Armand de Bourbon, Prince de Conti, Traité de la comédie et des spectacles

Paris, L. Billaine, 1666

L'effet du spectacle sur les spectateurs

Dans ce réquisitoire contre le théâtre, le Prince de Conti analyse la manière dont toutes les composantes du spectacle concourent à produire des effets puissants sur les spectateurs:

L’amour est présentement la passion qu’il y faut traiter le plus à fond ; et quelque belle que soit une pièce de théâtre, si l’amour n’y est conduit d’une manière délicate, tendre, et passionnée, elle n’aura d’autres succès que celui de dégoûter les spectateurs, et de ruiner les comédiens. Les différentes beautés des pièces consistent aujourd'hui aux diverses manières de traiter l’amour ; soit qu’on le fasse servir à quelque autre passion, ou bien qu’on le représente comme la passion qui domine dans le cœur. Il est vrai que l’Hérode de Monsieur Hensius est un poème achevé, et qu’il n’y a point d’amour : mais il certain aussi que la représentation en serait fort ennuyeuse. […] Ce n’est donc plus que dans les livres de poétique que l’instruction est la fin du poème dramatique. Cela n’est plus véritable, ni dans l’intention du poète, ni dans celle du spectateur. Le désir de plaire est ce qui conduit le premier, et le second est conduit par le plaisir d’y voir peindre des passions semblables aux siennes. […] Il est tous les jours ému par l’éloquence des orateurs, il le doit être à plus forte raison par la représentation des comédiens : ils y ajoutent même tout ce qui peut aider à ce dessein, la déclamation, leur port, leurs gestes et leur ajustement.

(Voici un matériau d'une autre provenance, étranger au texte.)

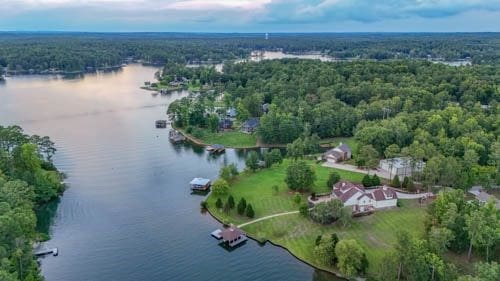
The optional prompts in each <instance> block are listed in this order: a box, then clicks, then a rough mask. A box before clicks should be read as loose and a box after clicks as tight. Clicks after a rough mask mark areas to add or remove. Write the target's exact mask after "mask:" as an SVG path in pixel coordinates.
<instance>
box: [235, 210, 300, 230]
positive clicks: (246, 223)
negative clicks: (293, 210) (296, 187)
mask: <svg viewBox="0 0 500 281" xmlns="http://www.w3.org/2000/svg"><path fill="white" fill-rule="evenodd" d="M298 213H299V211H291V212H284V213H279V214H274V215H269V216H265V217H262V218H258V219H256V220H253V221H249V222H246V223H242V224H240V225H238V228H241V227H244V226H247V225H249V224H252V223H256V222H259V221H263V220H267V219H270V218H275V217H280V216H286V215H292V214H298Z"/></svg>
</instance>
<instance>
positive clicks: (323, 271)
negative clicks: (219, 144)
mask: <svg viewBox="0 0 500 281" xmlns="http://www.w3.org/2000/svg"><path fill="white" fill-rule="evenodd" d="M208 196H210V194H209V195H208ZM205 210H206V211H207V213H208V214H210V216H211V217H212V218H213V219H215V220H216V221H218V222H219V223H221V224H224V222H223V221H222V220H221V219H219V218H218V217H217V216H216V215H214V214H213V213H212V211H211V210H210V207H208V208H205ZM245 233H246V235H247V237H248V238H250V239H252V240H253V241H255V242H257V243H259V244H262V245H265V244H266V243H269V244H271V245H273V246H275V247H278V248H281V249H283V250H285V251H286V252H288V253H289V254H290V255H291V256H292V257H294V258H295V259H297V260H299V261H300V262H302V263H304V264H306V265H308V266H310V267H312V268H314V269H315V270H319V271H323V272H326V273H329V274H333V275H335V277H337V278H340V279H342V280H349V279H346V278H345V277H344V276H342V275H340V273H338V272H336V271H334V270H331V269H327V268H321V267H319V266H317V265H314V264H313V263H311V262H309V261H307V260H305V259H302V258H300V257H298V256H296V255H295V254H294V253H293V252H292V251H290V249H288V248H287V247H285V246H283V245H280V244H277V243H275V242H273V241H271V240H269V239H265V240H263V241H262V240H259V239H257V238H255V237H253V235H252V234H251V233H248V232H245Z"/></svg>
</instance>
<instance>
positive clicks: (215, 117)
mask: <svg viewBox="0 0 500 281" xmlns="http://www.w3.org/2000/svg"><path fill="white" fill-rule="evenodd" d="M207 122H208V128H209V129H210V131H211V132H217V131H218V130H219V116H217V114H210V116H209V117H208V121H207Z"/></svg>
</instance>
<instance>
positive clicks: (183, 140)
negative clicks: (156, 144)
mask: <svg viewBox="0 0 500 281" xmlns="http://www.w3.org/2000/svg"><path fill="white" fill-rule="evenodd" d="M168 139H169V140H170V141H171V142H173V143H177V142H183V141H185V140H186V137H185V136H184V135H183V134H182V133H181V132H179V131H177V130H170V131H169V132H168Z"/></svg>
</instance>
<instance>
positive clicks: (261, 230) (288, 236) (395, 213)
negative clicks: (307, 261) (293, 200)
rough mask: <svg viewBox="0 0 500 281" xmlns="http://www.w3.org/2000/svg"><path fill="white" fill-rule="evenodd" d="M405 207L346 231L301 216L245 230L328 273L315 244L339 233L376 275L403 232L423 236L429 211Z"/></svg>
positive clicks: (406, 205) (373, 273) (411, 207)
mask: <svg viewBox="0 0 500 281" xmlns="http://www.w3.org/2000/svg"><path fill="white" fill-rule="evenodd" d="M402 203H403V206H402V207H401V208H396V209H391V210H384V211H378V212H375V213H374V214H372V215H370V216H365V217H359V218H354V222H353V224H352V225H351V226H349V227H347V228H345V229H344V228H342V227H340V226H337V225H335V224H333V225H330V226H323V225H321V224H318V223H315V222H313V221H311V220H309V219H307V218H304V217H302V216H300V215H299V214H293V215H287V216H283V217H276V218H271V219H269V220H264V221H260V222H257V223H254V224H250V225H247V226H245V227H243V229H244V230H245V231H246V232H248V233H249V234H251V235H252V236H254V237H255V238H257V239H259V240H266V239H267V240H270V241H272V242H273V243H275V244H278V245H281V246H284V247H285V248H287V249H288V250H290V252H292V253H293V254H294V255H295V256H297V257H299V258H301V259H304V260H306V261H308V262H310V263H312V264H314V265H316V266H318V267H320V268H325V269H328V268H327V267H325V266H324V265H322V264H320V263H319V262H318V261H317V259H316V258H315V256H314V243H315V240H316V237H317V236H318V235H323V236H324V237H329V236H330V235H331V234H332V233H334V232H335V233H337V235H338V236H339V237H340V238H341V239H355V240H356V241H357V242H358V243H359V244H360V245H361V246H362V247H363V249H364V250H365V253H366V255H367V258H368V261H369V264H370V266H369V269H368V273H370V274H374V273H376V272H377V269H379V268H381V266H383V265H381V264H380V262H381V258H382V257H383V256H384V254H385V253H387V252H388V251H390V250H391V248H392V247H393V246H394V244H395V243H396V234H397V232H398V231H399V230H403V229H404V230H406V231H409V232H410V233H412V234H413V235H416V236H421V235H423V231H424V218H425V207H423V206H419V203H418V202H417V200H402ZM330 269H331V268H330Z"/></svg>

Les femmes ne négligent rien pour y paraître belles : elles y réussissent quelquefois, et s’il y en a quelqu'une qui ne le soit pas, il ne faut pas s’en prendre à la comédie, rien n’est plus contre son intention, puisqu’elle lui fait tenir la place d’une personne qui a été l’objet d’une passion violente, qu’une comédienne sans beauté ne représente pas fidèlement.